Gitmek isteyenler için çok doğru bir zamanda olduğumuzu belirteyim, İstanbul'a gelen turist sayısı inanılmaz azaldığından, ikisine de hiç sıra beklemeden girebildik.
Yerebatan Sarnıcı çok büyüleyici bir yapı gerçekten; ancak restorasyon çalışmaları sebebiyle suyu tamamen boşaltılmıştı. Su kısmı pek mühim değil; ancak gördüğümüz kadarıyla İBB Kültür A.Ş. tarafından oldukça başarısız bir şekilde işletiliyor.
Sarnıcın Bizanslılar tarafından 6. yüzyılda yapılmış olduğu ve hatta aslen bazilika olarak yapıldığı; sonradan sarnıca dönüştürüldüğü göz önünde bulundurulunca içeride çalan tasavvuf müziğine anlam vermek mümkün değil. Daha da üzücüsü, içeride kavuklu-peçeli, padişah ve haremi konseptli fotoğraf çektirip satın almak için dev aydınlatmalı bir köşe ayırılmış. İçerinin genel aydınlatmasıysa yetersiz.

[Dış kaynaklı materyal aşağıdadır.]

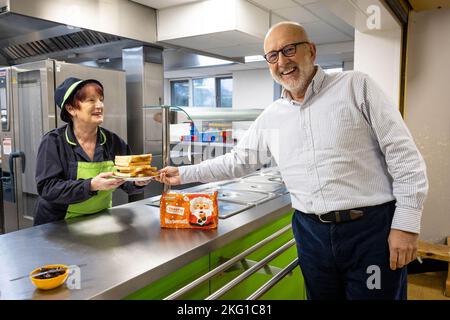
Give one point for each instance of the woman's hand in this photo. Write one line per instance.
(169, 175)
(105, 181)
(142, 183)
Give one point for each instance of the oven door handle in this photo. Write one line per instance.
(12, 156)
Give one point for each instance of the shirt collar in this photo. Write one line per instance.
(313, 88)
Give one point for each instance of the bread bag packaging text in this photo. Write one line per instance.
(189, 210)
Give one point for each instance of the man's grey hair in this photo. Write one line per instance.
(292, 24)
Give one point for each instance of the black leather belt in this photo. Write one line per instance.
(337, 216)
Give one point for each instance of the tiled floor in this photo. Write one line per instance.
(427, 286)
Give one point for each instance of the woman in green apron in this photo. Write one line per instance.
(75, 162)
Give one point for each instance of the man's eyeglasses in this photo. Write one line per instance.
(288, 51)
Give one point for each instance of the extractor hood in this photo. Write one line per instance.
(26, 38)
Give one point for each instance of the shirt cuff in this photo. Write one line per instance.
(407, 220)
(187, 174)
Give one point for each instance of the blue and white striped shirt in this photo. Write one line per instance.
(345, 146)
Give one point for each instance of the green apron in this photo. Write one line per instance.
(103, 198)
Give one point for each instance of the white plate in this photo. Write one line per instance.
(135, 178)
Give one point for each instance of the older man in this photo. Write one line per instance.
(356, 178)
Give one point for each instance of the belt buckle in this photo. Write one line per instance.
(320, 218)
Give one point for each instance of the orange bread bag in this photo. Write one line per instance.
(189, 210)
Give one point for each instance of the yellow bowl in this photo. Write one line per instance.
(50, 283)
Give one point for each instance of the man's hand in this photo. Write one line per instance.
(169, 175)
(402, 248)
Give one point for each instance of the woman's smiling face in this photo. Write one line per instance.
(90, 109)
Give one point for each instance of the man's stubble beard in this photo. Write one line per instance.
(296, 85)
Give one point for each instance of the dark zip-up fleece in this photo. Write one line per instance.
(56, 171)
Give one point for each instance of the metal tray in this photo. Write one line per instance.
(253, 186)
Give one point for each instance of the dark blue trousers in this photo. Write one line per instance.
(349, 260)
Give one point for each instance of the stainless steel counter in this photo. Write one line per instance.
(124, 249)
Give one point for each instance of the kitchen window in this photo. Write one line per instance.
(208, 92)
(179, 91)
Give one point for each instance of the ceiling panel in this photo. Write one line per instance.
(319, 32)
(297, 14)
(320, 10)
(419, 5)
(274, 5)
(160, 4)
(239, 50)
(228, 43)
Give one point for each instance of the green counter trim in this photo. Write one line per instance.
(291, 287)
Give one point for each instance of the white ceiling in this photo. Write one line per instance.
(322, 26)
(161, 4)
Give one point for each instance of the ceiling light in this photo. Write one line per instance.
(254, 58)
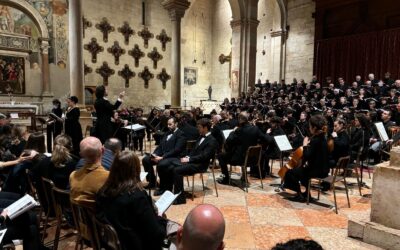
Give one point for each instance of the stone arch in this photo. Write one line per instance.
(282, 7)
(30, 11)
(237, 8)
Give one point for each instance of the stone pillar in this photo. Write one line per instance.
(176, 9)
(278, 54)
(244, 48)
(44, 50)
(76, 49)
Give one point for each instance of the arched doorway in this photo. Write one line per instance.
(43, 42)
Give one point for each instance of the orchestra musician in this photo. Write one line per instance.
(104, 111)
(315, 155)
(72, 126)
(54, 126)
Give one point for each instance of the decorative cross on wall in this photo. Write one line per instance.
(87, 69)
(126, 31)
(163, 77)
(127, 74)
(136, 53)
(146, 75)
(155, 57)
(116, 51)
(94, 48)
(105, 71)
(163, 38)
(146, 35)
(86, 24)
(105, 28)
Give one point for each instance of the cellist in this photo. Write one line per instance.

Yerebatan Sarnıcı'ndan çıkıp, İstanbul Arkeoloji Müzeleri'ne doğru ilerlerken, yolun kenarında Bizans – Roma dönemine ait bir çok kalıntının başıboş bir şekilde durduğunu görüp üzüldük. Akabinde de, bir babanının kızına, “bunlar çok eski şeyler, bizans'tan kalma, yani bizim atalarımızın değil” şeklinde yaptığı güzide uyarı da bütün konsepti güzelce özetlemiş oldu.
Neyse ki, İstanbul Arkeoloji Müzeleri'nde gördüğümüz eserler, bu gördüklerimizi bize bir nebze unutturabildi. Müzeler 3 kısımdan oluşuyor, Arkeoloji Müzesi, Eski Şark Eserleri Müzesi ve Çinili Köşk Müzesi. Giriş yalnızca 20 TL, müze kartınız var ise ücretsiz.

Kurucusu günümüzde daha çok ressamlığıyla bilinen Osman Hamdi Bey. Şehir efsanesine göre, önceden Aya İrini Kilisesi'nin içerisinde bulunan müzenin ayrı bir binaya çıkması için bir türlü devletten bütçe alamayan Osman Hamdi Bey, kendi bir yıllık maaşının kesilip müze binası yapılması için ricada bulununca, 2. Abdülhamit siz devletimizden daha mı zenginsiniz deyip şimdiki binanın yapılması için bütçe veriyor.
Müzede gerçekten çok iyi eserler var. İskenderin lahdi, devletler arası ilk barış antlaşması olan Kadeş Antlaşması'nın orijinal tableti, en eski demir sikkeler, bilinen en eski aşk şiirinin yazılı olduğu tablet, bilinen eski harita ve şehir planı, ağlayan kadınlar lahdi, bir sürü roma heykeli ve mezopotamya eseri burada.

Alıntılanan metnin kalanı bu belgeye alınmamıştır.